この本で「デジタル化により、ニュースは無害な娯楽媒体から、人間の健全な理解力を損なう大量破壊兵器へ変化している」と著者は言及する。


本書のまえがきでも語られるが、2020年のコロナ禍が始まって、皆がその当時、事細かくコロナについてのニュースを見て、専門家があれこれ自説を述べたけれど、それがどれだけ的を得ていただろうか?何か貢献しただろうか? ただ私達は闇雲に恐れたり落ち込んだり、怒ったり、批判したり、不安になっただけで、厳しい不便な生活を乗り越えていく強靭な精神力をニュースによって醸成できたか?



ニュースに顔を曇らせていても、実際に南米のこんな田舎では、そんな悲惨なことは起きていない。せいぜい空き巣や麻薬の噂。幸い家族誰もがコロナ感染もせず、家族関係は良好だ。収入減と物価高と旱魃に悩みながらも、生命の危険は感じたこともない。どうして私の平穏な生活を、他所のニュースを見て、最悪な気持ちの不快感で、かき乱す必要があるのか?


本書は、言う。

「ニュースで報じられることの99%は、あなたには影響を及ぼせない。そのことが学習性無力感と呼ばれる心理的穴に落とし込むある種の軽い鬱状態に陥ってしまう。」


だから、テレビニュースを断つのである。


一日あたりのニュースに費やす時間を、本を読んだり、家族とおしゃべりをしたり、体を動かしたり趣味をしたほうが精神衛生上、良いに決まっている。


筆者はこのニュースを断つことで、「一気に平穏になり今より幸せを感じやすくなる」という。全く同感だ。



ウクライナのニュースは辛い。
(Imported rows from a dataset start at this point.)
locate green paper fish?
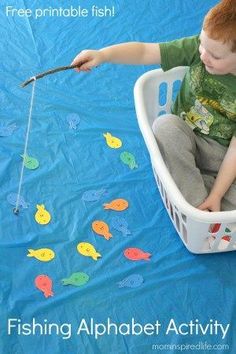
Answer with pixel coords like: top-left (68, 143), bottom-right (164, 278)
top-left (61, 272), bottom-right (89, 286)
top-left (20, 155), bottom-right (39, 170)
top-left (120, 151), bottom-right (138, 170)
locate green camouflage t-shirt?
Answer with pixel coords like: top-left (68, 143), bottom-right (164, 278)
top-left (160, 36), bottom-right (236, 146)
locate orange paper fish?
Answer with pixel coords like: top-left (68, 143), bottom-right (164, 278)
top-left (103, 198), bottom-right (129, 211)
top-left (92, 220), bottom-right (112, 240)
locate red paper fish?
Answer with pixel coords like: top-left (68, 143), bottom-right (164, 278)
top-left (124, 248), bottom-right (151, 261)
top-left (34, 274), bottom-right (53, 297)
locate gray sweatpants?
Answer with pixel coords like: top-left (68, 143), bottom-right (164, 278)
top-left (152, 114), bottom-right (236, 210)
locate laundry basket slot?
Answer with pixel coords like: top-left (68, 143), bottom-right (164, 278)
top-left (134, 67), bottom-right (236, 254)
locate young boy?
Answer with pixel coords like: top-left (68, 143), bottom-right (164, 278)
top-left (73, 0), bottom-right (236, 211)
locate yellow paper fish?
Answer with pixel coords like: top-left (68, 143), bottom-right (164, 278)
top-left (27, 248), bottom-right (55, 262)
top-left (103, 133), bottom-right (122, 149)
top-left (35, 204), bottom-right (51, 225)
top-left (77, 242), bottom-right (102, 261)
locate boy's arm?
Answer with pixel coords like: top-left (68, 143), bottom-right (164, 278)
top-left (72, 42), bottom-right (161, 71)
top-left (198, 136), bottom-right (236, 211)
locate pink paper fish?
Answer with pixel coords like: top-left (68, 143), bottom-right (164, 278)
top-left (124, 247), bottom-right (151, 261)
top-left (34, 274), bottom-right (53, 297)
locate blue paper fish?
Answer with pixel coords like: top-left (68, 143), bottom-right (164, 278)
top-left (66, 113), bottom-right (80, 130)
top-left (120, 151), bottom-right (138, 170)
top-left (0, 124), bottom-right (17, 136)
top-left (110, 216), bottom-right (131, 236)
top-left (82, 188), bottom-right (107, 202)
top-left (7, 193), bottom-right (29, 209)
top-left (117, 274), bottom-right (144, 288)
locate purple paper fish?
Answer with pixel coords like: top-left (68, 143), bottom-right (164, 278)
top-left (66, 113), bottom-right (80, 130)
top-left (117, 274), bottom-right (144, 288)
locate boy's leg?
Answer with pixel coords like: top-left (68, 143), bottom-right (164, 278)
top-left (196, 136), bottom-right (236, 210)
top-left (152, 114), bottom-right (208, 207)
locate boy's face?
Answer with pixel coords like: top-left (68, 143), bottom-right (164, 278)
top-left (199, 30), bottom-right (236, 75)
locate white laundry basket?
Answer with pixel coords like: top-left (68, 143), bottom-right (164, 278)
top-left (134, 67), bottom-right (236, 254)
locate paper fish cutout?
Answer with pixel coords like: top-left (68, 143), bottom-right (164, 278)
top-left (0, 124), bottom-right (17, 137)
top-left (124, 248), bottom-right (151, 261)
top-left (82, 189), bottom-right (107, 202)
top-left (7, 193), bottom-right (29, 209)
top-left (120, 151), bottom-right (138, 170)
top-left (103, 133), bottom-right (122, 149)
top-left (92, 220), bottom-right (112, 240)
top-left (117, 274), bottom-right (143, 288)
top-left (208, 223), bottom-right (221, 234)
top-left (218, 235), bottom-right (231, 251)
top-left (20, 155), bottom-right (39, 170)
top-left (27, 248), bottom-right (55, 262)
top-left (77, 242), bottom-right (102, 261)
top-left (103, 198), bottom-right (129, 211)
top-left (66, 113), bottom-right (80, 130)
top-left (61, 272), bottom-right (89, 286)
top-left (34, 204), bottom-right (51, 225)
top-left (34, 274), bottom-right (54, 297)
top-left (111, 216), bottom-right (131, 236)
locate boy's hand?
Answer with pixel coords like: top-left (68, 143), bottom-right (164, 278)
top-left (197, 194), bottom-right (221, 211)
top-left (71, 49), bottom-right (104, 72)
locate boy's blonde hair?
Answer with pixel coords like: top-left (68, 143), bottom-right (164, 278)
top-left (203, 0), bottom-right (236, 52)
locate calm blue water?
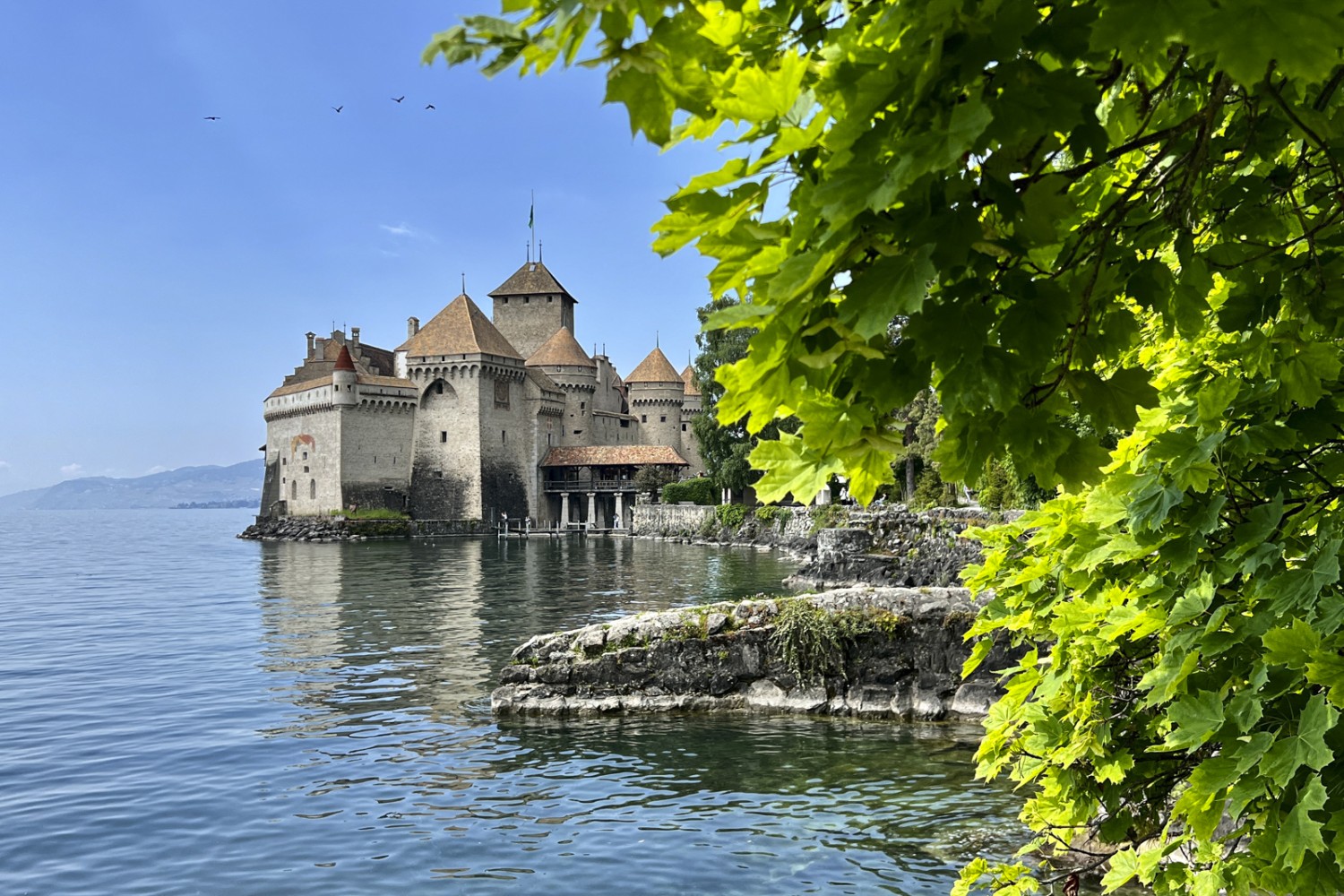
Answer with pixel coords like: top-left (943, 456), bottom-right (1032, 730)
top-left (0, 511), bottom-right (1018, 896)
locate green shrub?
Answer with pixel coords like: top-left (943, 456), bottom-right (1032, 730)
top-left (771, 598), bottom-right (910, 681)
top-left (771, 598), bottom-right (844, 681)
top-left (714, 504), bottom-right (747, 530)
top-left (910, 466), bottom-right (957, 509)
top-left (809, 504), bottom-right (849, 535)
top-left (663, 476), bottom-right (719, 506)
top-left (698, 513), bottom-right (719, 538)
top-left (752, 506), bottom-right (792, 528)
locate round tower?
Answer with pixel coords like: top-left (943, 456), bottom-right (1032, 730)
top-left (332, 345), bottom-right (359, 407)
top-left (527, 326), bottom-right (597, 446)
top-left (625, 348), bottom-right (685, 452)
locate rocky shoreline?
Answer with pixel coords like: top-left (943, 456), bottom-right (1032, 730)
top-left (491, 587), bottom-right (1011, 721)
top-left (237, 516), bottom-right (410, 543)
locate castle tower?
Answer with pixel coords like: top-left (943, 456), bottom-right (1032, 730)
top-left (397, 293), bottom-right (537, 522)
top-left (625, 348), bottom-right (685, 452)
top-left (682, 364), bottom-right (704, 474)
top-left (332, 345), bottom-right (359, 407)
top-left (527, 326), bottom-right (597, 446)
top-left (491, 262), bottom-right (577, 358)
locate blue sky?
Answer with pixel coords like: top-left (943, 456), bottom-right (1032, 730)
top-left (0, 0), bottom-right (717, 495)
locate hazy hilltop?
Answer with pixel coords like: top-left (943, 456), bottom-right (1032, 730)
top-left (0, 458), bottom-right (265, 511)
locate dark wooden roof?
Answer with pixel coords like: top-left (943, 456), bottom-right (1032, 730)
top-left (491, 262), bottom-right (578, 304)
top-left (397, 293), bottom-right (523, 360)
top-left (542, 444), bottom-right (691, 466)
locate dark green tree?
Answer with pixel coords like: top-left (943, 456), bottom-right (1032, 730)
top-left (429, 0), bottom-right (1344, 896)
top-left (691, 298), bottom-right (793, 495)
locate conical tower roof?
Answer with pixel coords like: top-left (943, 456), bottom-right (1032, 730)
top-left (682, 364), bottom-right (701, 395)
top-left (491, 262), bottom-right (578, 304)
top-left (397, 293), bottom-right (523, 360)
top-left (527, 326), bottom-right (597, 368)
top-left (625, 348), bottom-right (682, 385)
top-left (336, 345), bottom-right (355, 372)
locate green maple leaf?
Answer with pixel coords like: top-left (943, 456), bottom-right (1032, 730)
top-left (1260, 694), bottom-right (1340, 788)
top-left (604, 63), bottom-right (676, 146)
top-left (1163, 691), bottom-right (1223, 750)
top-left (1274, 778), bottom-right (1325, 871)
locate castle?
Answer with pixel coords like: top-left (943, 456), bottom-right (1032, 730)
top-left (263, 261), bottom-right (703, 528)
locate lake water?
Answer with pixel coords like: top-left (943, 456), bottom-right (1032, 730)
top-left (0, 511), bottom-right (1021, 896)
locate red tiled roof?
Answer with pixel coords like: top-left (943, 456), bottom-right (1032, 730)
top-left (397, 293), bottom-right (523, 360)
top-left (625, 348), bottom-right (682, 384)
top-left (527, 326), bottom-right (597, 368)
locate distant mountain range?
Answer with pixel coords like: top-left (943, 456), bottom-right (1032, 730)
top-left (0, 458), bottom-right (266, 511)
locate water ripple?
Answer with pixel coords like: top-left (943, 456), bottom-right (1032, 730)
top-left (0, 512), bottom-right (1016, 896)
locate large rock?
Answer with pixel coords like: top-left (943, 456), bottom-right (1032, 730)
top-left (491, 587), bottom-right (1010, 720)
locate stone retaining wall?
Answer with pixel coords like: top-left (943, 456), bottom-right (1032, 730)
top-left (631, 504), bottom-right (714, 536)
top-left (491, 587), bottom-right (1010, 720)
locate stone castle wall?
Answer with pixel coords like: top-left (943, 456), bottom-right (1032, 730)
top-left (341, 403), bottom-right (416, 511)
top-left (266, 406), bottom-right (344, 516)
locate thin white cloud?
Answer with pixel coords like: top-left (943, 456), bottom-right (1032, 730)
top-left (378, 221), bottom-right (435, 243)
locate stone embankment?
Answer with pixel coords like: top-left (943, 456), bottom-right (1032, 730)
top-left (632, 504), bottom-right (1012, 591)
top-left (238, 516), bottom-right (410, 541)
top-left (785, 505), bottom-right (994, 591)
top-left (491, 587), bottom-right (1010, 720)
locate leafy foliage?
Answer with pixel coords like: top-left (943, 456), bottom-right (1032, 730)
top-left (691, 298), bottom-right (797, 495)
top-left (714, 504), bottom-right (747, 532)
top-left (663, 476), bottom-right (719, 506)
top-left (427, 0), bottom-right (1344, 895)
top-left (634, 466), bottom-right (676, 495)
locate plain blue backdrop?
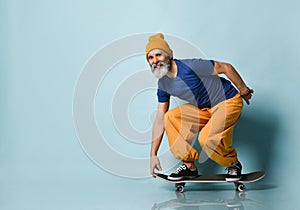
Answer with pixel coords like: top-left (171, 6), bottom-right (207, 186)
top-left (0, 0), bottom-right (300, 209)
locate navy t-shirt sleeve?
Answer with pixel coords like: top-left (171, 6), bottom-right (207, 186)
top-left (183, 58), bottom-right (215, 76)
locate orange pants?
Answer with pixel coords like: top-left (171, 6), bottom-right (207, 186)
top-left (165, 94), bottom-right (243, 166)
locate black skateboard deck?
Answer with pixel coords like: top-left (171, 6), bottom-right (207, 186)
top-left (155, 171), bottom-right (266, 192)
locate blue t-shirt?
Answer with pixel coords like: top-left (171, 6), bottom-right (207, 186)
top-left (157, 59), bottom-right (238, 108)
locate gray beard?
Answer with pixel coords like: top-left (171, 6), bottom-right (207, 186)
top-left (151, 59), bottom-right (171, 79)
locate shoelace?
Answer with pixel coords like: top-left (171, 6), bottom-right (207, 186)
top-left (175, 165), bottom-right (186, 174)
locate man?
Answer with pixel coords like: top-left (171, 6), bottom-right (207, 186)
top-left (146, 33), bottom-right (253, 181)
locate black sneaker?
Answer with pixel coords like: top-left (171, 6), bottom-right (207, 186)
top-left (168, 164), bottom-right (198, 180)
top-left (225, 161), bottom-right (242, 182)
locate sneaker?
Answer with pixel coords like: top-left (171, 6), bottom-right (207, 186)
top-left (168, 164), bottom-right (198, 180)
top-left (225, 161), bottom-right (242, 182)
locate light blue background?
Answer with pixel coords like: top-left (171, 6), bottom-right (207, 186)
top-left (0, 0), bottom-right (300, 209)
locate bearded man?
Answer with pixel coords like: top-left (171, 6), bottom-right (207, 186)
top-left (146, 33), bottom-right (253, 181)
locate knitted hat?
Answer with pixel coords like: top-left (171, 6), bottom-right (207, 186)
top-left (146, 33), bottom-right (173, 60)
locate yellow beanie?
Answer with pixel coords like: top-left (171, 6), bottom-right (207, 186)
top-left (146, 33), bottom-right (173, 60)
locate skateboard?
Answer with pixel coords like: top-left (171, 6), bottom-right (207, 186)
top-left (155, 171), bottom-right (266, 193)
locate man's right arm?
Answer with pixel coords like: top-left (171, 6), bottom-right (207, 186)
top-left (150, 101), bottom-right (169, 176)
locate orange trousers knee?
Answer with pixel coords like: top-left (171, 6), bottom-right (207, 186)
top-left (165, 94), bottom-right (243, 166)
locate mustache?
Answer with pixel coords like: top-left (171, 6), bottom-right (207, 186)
top-left (151, 62), bottom-right (166, 69)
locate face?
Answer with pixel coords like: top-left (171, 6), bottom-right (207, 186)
top-left (148, 49), bottom-right (171, 79)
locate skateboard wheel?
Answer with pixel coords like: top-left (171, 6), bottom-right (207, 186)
top-left (176, 185), bottom-right (184, 193)
top-left (236, 183), bottom-right (246, 192)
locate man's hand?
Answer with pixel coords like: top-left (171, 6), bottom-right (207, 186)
top-left (150, 156), bottom-right (162, 178)
top-left (240, 87), bottom-right (254, 105)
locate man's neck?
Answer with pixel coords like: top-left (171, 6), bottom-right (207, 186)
top-left (167, 59), bottom-right (177, 79)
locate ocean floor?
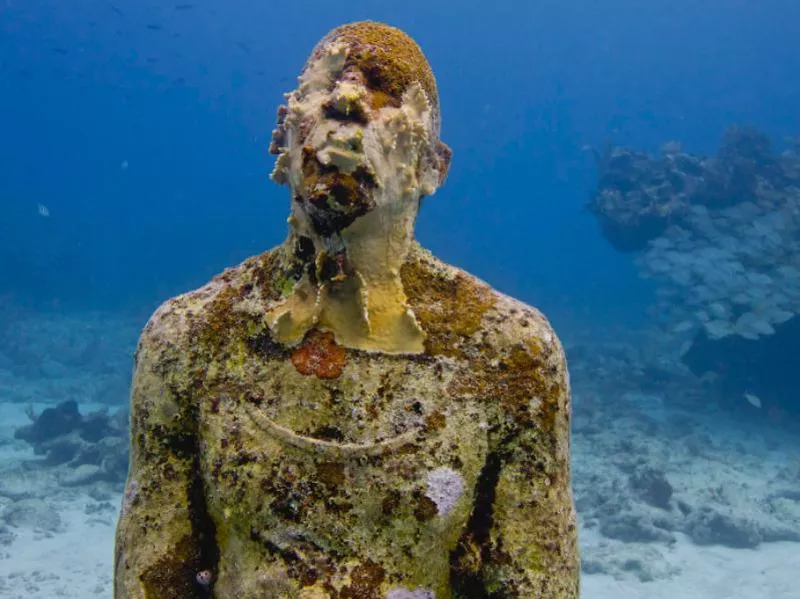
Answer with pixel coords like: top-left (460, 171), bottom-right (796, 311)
top-left (0, 314), bottom-right (800, 599)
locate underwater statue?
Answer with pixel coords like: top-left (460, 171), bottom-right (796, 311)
top-left (115, 22), bottom-right (578, 599)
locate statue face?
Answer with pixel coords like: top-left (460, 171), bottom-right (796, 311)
top-left (272, 39), bottom-right (449, 243)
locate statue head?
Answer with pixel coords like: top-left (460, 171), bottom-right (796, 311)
top-left (270, 22), bottom-right (450, 246)
top-left (267, 22), bottom-right (450, 352)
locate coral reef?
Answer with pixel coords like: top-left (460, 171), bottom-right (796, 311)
top-left (115, 18), bottom-right (578, 599)
top-left (590, 127), bottom-right (800, 410)
top-left (14, 401), bottom-right (129, 486)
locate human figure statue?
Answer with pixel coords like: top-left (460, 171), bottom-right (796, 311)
top-left (115, 22), bottom-right (578, 599)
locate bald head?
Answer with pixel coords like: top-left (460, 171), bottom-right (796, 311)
top-left (270, 22), bottom-right (450, 238)
top-left (306, 21), bottom-right (439, 126)
top-left (268, 22), bottom-right (450, 352)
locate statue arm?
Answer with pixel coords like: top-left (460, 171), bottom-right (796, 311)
top-left (114, 328), bottom-right (213, 599)
top-left (483, 337), bottom-right (580, 599)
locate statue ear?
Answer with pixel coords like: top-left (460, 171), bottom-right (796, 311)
top-left (435, 140), bottom-right (453, 186)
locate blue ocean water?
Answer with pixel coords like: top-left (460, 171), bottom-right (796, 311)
top-left (0, 0), bottom-right (800, 598)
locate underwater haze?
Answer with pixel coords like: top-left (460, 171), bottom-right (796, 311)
top-left (0, 0), bottom-right (800, 599)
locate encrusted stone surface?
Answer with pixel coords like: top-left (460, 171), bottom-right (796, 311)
top-left (116, 19), bottom-right (578, 599)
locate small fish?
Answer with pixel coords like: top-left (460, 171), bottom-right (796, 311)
top-left (744, 391), bottom-right (761, 408)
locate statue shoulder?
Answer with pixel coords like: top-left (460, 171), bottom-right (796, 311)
top-left (136, 248), bottom-right (281, 378)
top-left (401, 246), bottom-right (565, 368)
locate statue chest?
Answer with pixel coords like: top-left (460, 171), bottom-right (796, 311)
top-left (201, 356), bottom-right (488, 569)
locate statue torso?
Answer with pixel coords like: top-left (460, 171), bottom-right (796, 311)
top-left (156, 241), bottom-right (564, 599)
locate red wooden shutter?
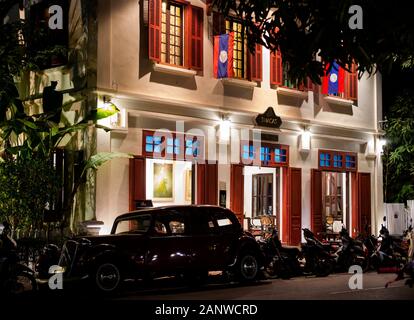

サル痘だって心配だ。でも、ここのところニュースを見ていて幸せになったことがあったか? これでもか、と厭世観を増すばかりのニュースが垂れ流され、その脇に広告やコマーシャルが挟まっている。すべて私達の耳目を集めるニュースを流して広告収入を得る仕組みは、私達により悲惨なニュースを提供し続けている。



そんなニュースで不安になった私達は、自分の抱えている不安を誰かに肯定してほしくて自分の意見を押し付けるとか、自分の考えを絶対の正義だと規定して他者を批判する人もいる。そんな人もニュースさえ見なければ、自分も他人も、社会の見方も、その時その時で変化する一時的な感情にすぎないんだ、と怒りが鎮まりもっと楽に生きられるのではないか?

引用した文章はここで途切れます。